The takeaway of the meeting of minds was they needed to find technology-based solutions that would serve to reduce the number of vulnerable road user impacts so people on foot, bikes or scooters would be equally safe. In other words, it goes back to a key question: “What can we do with the tools that we already have, as a data point, to reduce those traffic conflicts?”
According to Easter, they’re partnering with Miovision — a developer of smart technology for cities — which has a beta test in the works involving a pedestrian detection system. Miovision’s technology helps cities sense and understand what’s happening at the intersection in real time.
“We have them at all of our major intersections surrounding the campus,” she said about this solution. “So, it’s a tool that’s ubiquitous, to help us get an idea of potential conflicts and how many times this happens during a day to set some kind of a program or solution, which is what we’re really looking for — to reduce that number of conflicts.”

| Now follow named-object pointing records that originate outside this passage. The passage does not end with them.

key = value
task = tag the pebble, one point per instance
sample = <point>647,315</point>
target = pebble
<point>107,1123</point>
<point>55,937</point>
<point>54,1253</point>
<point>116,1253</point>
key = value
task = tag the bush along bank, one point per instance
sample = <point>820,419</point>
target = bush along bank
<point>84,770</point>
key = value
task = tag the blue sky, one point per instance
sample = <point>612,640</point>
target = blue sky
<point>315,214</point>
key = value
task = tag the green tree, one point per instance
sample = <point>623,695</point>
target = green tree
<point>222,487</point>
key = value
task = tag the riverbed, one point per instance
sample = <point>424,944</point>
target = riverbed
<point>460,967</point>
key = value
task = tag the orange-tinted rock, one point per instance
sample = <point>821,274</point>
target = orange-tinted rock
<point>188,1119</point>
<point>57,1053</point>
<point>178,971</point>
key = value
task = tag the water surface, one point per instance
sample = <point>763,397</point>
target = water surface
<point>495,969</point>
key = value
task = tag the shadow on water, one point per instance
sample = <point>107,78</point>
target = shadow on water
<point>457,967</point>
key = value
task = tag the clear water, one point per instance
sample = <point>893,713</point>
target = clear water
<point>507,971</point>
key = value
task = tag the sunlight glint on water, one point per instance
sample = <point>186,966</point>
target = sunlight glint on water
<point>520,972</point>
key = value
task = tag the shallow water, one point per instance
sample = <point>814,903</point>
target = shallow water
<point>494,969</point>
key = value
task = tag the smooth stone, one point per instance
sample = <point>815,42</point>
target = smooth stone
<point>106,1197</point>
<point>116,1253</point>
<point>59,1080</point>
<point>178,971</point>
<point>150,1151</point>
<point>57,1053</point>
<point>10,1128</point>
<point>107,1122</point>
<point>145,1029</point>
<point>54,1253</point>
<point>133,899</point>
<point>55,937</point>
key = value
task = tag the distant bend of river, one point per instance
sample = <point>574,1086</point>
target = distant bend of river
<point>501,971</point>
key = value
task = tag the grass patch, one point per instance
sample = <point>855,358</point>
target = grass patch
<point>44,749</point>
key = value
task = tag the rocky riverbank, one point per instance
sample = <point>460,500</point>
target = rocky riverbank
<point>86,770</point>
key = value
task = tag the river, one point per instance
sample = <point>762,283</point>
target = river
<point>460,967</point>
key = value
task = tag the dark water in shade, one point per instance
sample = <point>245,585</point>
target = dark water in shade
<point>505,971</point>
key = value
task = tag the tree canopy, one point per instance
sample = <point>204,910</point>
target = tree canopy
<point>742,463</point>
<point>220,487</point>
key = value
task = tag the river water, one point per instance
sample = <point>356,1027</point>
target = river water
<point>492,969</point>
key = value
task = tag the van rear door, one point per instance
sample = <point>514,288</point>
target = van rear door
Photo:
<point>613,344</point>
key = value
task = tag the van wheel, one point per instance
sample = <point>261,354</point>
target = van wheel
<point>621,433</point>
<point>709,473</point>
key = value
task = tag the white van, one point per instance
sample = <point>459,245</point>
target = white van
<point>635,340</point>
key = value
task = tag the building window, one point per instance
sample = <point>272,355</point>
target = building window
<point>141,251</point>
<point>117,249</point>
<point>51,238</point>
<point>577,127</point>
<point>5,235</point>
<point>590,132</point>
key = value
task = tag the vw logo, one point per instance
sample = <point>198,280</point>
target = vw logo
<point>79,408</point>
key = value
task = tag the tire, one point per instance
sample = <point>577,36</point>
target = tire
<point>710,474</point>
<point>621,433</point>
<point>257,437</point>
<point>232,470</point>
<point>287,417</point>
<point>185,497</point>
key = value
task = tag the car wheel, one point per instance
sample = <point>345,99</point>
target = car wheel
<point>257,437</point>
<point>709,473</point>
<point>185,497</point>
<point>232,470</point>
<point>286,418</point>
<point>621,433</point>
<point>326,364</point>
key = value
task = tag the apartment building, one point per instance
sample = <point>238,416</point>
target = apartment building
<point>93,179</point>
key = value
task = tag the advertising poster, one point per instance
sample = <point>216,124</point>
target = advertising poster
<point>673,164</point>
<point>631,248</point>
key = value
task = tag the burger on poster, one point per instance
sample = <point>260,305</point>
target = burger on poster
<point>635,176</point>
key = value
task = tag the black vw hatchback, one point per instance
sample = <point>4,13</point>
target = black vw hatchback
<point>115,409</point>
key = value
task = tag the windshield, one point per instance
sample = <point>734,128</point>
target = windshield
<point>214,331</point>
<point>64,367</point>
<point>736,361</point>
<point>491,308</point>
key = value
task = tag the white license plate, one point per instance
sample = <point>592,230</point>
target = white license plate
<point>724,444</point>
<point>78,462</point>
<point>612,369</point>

Easter said they’re still seeking proposals from other parties. The West Lafayette Smart City Challenge welcomes proposals from any U.S. university-based faculty and/or student (graduate or undergraduate) teams; or U.S.-owned and -operated startups or businesses with fewer than 25 employees.
“So, we opened the competition in September, and the first wave of selection happened at the end of the year,” she said. “We just finalized it on Jan. 3, and we have three teams who are moving forward, exploring how they might be able to use our city data to explore how we can keep our guests and our citizens safe.”
According to Easter, there was a great amount of interest from the community in the competition. They had nine proposals total, and three were selected.
“There’s a $15,000 kind of research incentive for them,” she said. “They can use it on materials and/or data — whatever they need to, to come up with a solution. And they will compete for the winning project in the spring. They’ll use this time to test their theories and come up with the process (based) on what the data is telling them, and then try to put it into practice to prove how their solution would benefit the city.”
For the third phase, one finalist will pilot its solution for the city of West Lafayette and gain access to potential investors and a one-year membership to NT Convergence.